St. Glaser justifie l'isolement du crime de génocide de l’ensemble du crime contre

l’humanité par une différence dans l’intention du criminel:

"Tandis que chez les auteurs de crimes contre l’humanité, il s’agit pour l’agent d’attaquer l’individu ou même plusieurs individus en raison de leur conviction politique ou de leur appartenance à un certain groupement racial, religieux ou culturel, dans le cas du génocide, il s’agit pour l’auteur en attaquant l’individu de détruire ou de persécuter des entités humaines (en tout ou en partie) en raison de leur caractère particulier d’ordre national, ethnique, racial ou religieux."118

Dans la rédaction israélienne, le crime contre le peuple juif est défini comme:

"l’un quelconque des actes ci-après commis dans l’intention d’entraîner la destruction totale ou partielle du peuple juif:

Meurtre de Juifs

Atteinte grave à l’intégrité physique ou mentale

Soumission des Juifs à des conditions d’existence destinées à leur destruction physique Mesures destinées à entraver les naissances parmi les Juifs

Transfer forcé d’enfants juifs dans un autre groupe national ou religieux Destruction ou profanation du patrimoine culturel des Juifs

Incitation à la haine contre les Juifs".119

Ainsi formulée, la conception du législateur de l’Etat d’Israël sur le génocide est plus large que celle du "législateur" international en ce qu’elle inclut l’atteinte au patrimoine culturel d’un peuple.

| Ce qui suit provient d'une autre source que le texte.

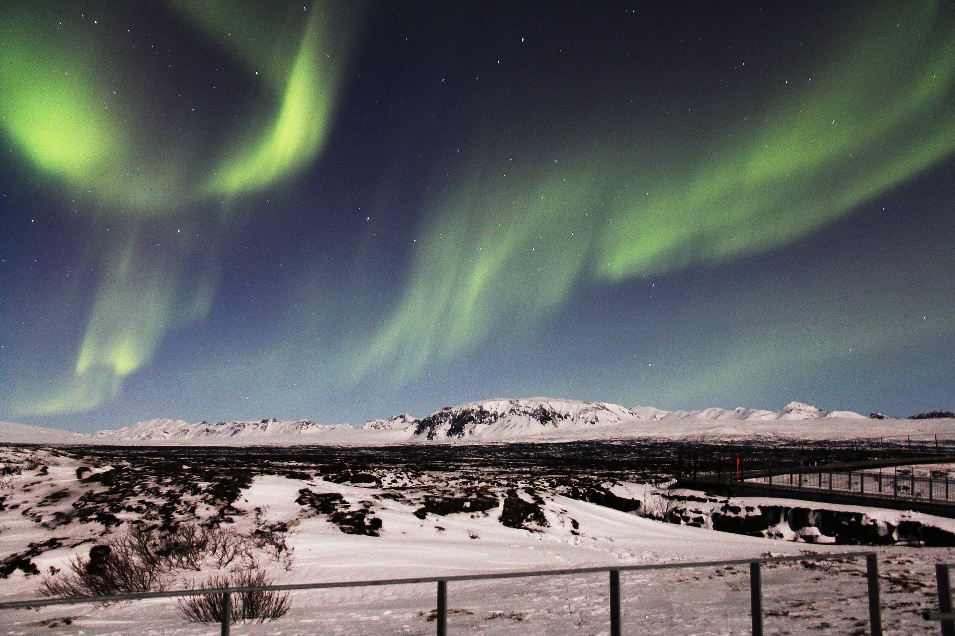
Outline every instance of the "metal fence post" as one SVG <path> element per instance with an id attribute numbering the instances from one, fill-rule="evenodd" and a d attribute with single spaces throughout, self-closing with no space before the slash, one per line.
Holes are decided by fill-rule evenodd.
<path id="1" fill-rule="evenodd" d="M 948 566 L 935 565 L 935 585 L 939 592 L 939 611 L 952 610 L 951 588 L 948 586 Z M 942 621 L 942 636 L 955 636 L 955 621 Z"/>
<path id="2" fill-rule="evenodd" d="M 610 636 L 620 636 L 620 570 L 610 570 Z"/>
<path id="3" fill-rule="evenodd" d="M 763 636 L 763 590 L 759 581 L 759 562 L 750 563 L 750 620 L 753 636 Z"/>
<path id="4" fill-rule="evenodd" d="M 223 609 L 219 621 L 223 625 L 222 636 L 229 636 L 229 627 L 232 623 L 232 595 L 229 592 L 223 593 Z"/>
<path id="5" fill-rule="evenodd" d="M 882 636 L 882 608 L 879 600 L 879 556 L 865 557 L 865 576 L 869 580 L 869 626 L 872 636 Z"/>
<path id="6" fill-rule="evenodd" d="M 435 616 L 437 624 L 437 636 L 448 633 L 448 582 L 437 582 L 437 614 Z"/>

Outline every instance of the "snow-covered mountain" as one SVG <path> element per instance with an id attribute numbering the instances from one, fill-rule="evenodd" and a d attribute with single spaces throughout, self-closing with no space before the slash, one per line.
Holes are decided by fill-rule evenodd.
<path id="1" fill-rule="evenodd" d="M 619 404 L 532 397 L 491 399 L 445 407 L 426 417 L 408 413 L 371 419 L 360 426 L 317 424 L 308 419 L 188 423 L 180 419 L 152 419 L 118 431 L 71 434 L 20 424 L 0 423 L 0 442 L 29 441 L 189 442 L 197 443 L 343 443 L 468 442 L 508 439 L 594 439 L 602 436 L 748 435 L 866 436 L 899 435 L 912 427 L 955 427 L 955 420 L 869 419 L 850 411 L 824 411 L 790 402 L 778 411 L 760 409 L 699 409 L 663 411 L 653 407 L 626 408 Z M 881 422 L 877 424 L 877 422 Z M 934 422 L 934 423 L 933 423 Z M 811 426 L 810 426 L 811 425 Z M 881 427 L 881 428 L 880 428 Z M 878 429 L 878 432 L 877 432 Z"/>
<path id="2" fill-rule="evenodd" d="M 231 437 L 264 437 L 272 435 L 301 435 L 318 433 L 339 427 L 351 428 L 348 424 L 316 424 L 308 419 L 287 422 L 274 417 L 262 420 L 237 422 L 199 422 L 190 424 L 181 419 L 150 419 L 126 426 L 118 431 L 99 431 L 93 436 L 99 440 L 160 440 L 160 439 L 203 439 Z"/>
<path id="3" fill-rule="evenodd" d="M 698 411 L 670 411 L 663 412 L 665 414 L 660 417 L 662 420 L 670 419 L 710 419 L 710 420 L 775 420 L 775 419 L 819 419 L 821 417 L 858 419 L 865 418 L 865 415 L 852 411 L 823 411 L 818 407 L 814 407 L 802 402 L 790 402 L 778 411 L 763 411 L 761 409 L 744 409 L 736 407 L 732 410 L 727 409 L 700 409 Z"/>
<path id="4" fill-rule="evenodd" d="M 504 439 L 548 431 L 613 426 L 634 419 L 655 419 L 664 411 L 634 412 L 619 404 L 532 397 L 483 400 L 445 407 L 417 420 L 413 439 Z"/>

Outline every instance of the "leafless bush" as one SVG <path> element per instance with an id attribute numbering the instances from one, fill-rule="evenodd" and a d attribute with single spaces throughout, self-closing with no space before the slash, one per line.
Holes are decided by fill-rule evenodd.
<path id="1" fill-rule="evenodd" d="M 46 596 L 96 596 L 148 592 L 166 586 L 166 571 L 138 552 L 138 543 L 125 537 L 112 545 L 95 545 L 88 557 L 70 561 L 71 574 L 49 577 L 40 583 Z"/>
<path id="2" fill-rule="evenodd" d="M 242 535 L 218 527 L 208 528 L 205 536 L 208 558 L 219 569 L 248 558 L 247 542 Z"/>
<path id="3" fill-rule="evenodd" d="M 637 515 L 647 519 L 655 519 L 661 521 L 668 521 L 676 512 L 679 505 L 676 498 L 659 491 L 644 495 L 643 503 Z"/>
<path id="4" fill-rule="evenodd" d="M 215 587 L 255 587 L 271 584 L 263 572 L 244 571 L 227 577 L 213 577 L 202 583 L 202 589 Z M 234 592 L 231 598 L 230 621 L 274 621 L 288 611 L 291 603 L 288 592 L 267 590 Z M 193 623 L 219 623 L 223 619 L 223 594 L 205 594 L 179 601 L 180 615 Z"/>
<path id="5" fill-rule="evenodd" d="M 51 571 L 40 593 L 85 596 L 164 589 L 177 574 L 198 572 L 207 564 L 229 567 L 239 577 L 251 576 L 249 572 L 260 567 L 260 555 L 287 571 L 292 548 L 286 542 L 286 530 L 284 523 L 260 526 L 249 535 L 196 523 L 169 528 L 134 525 L 109 543 L 93 546 L 88 556 L 71 560 L 69 572 L 57 576 Z M 248 599 L 248 604 L 256 602 Z"/>

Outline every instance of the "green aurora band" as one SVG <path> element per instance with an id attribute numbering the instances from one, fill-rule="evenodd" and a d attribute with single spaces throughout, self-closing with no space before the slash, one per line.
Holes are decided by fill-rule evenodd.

Elle se rapproche de la signification bi-dimensionnelle, que l’auteur du concept de génocide, Lemkin, ayant forgé le néologisme à partir de deux racines, a attribué au phénomène: à la fois barbarie et vandalisme120. Cette incrimination de la Loi d’Israël protège à la fois la vie des membres physiques du groupe ainsi que le lien culturel et religieux qui sonde le groupe, c’est-à-dire que l’accent est mis sur l’entité spécifique du peuple juif. Devant le Tribunal de Jérusalem l’accusation est dressée tant au nom des millions de victimes individuelles que sont les Juifs exterminés qu’au nom de la victime collective du peuple juif visée par l’assassin collectif de l’Etat nazi.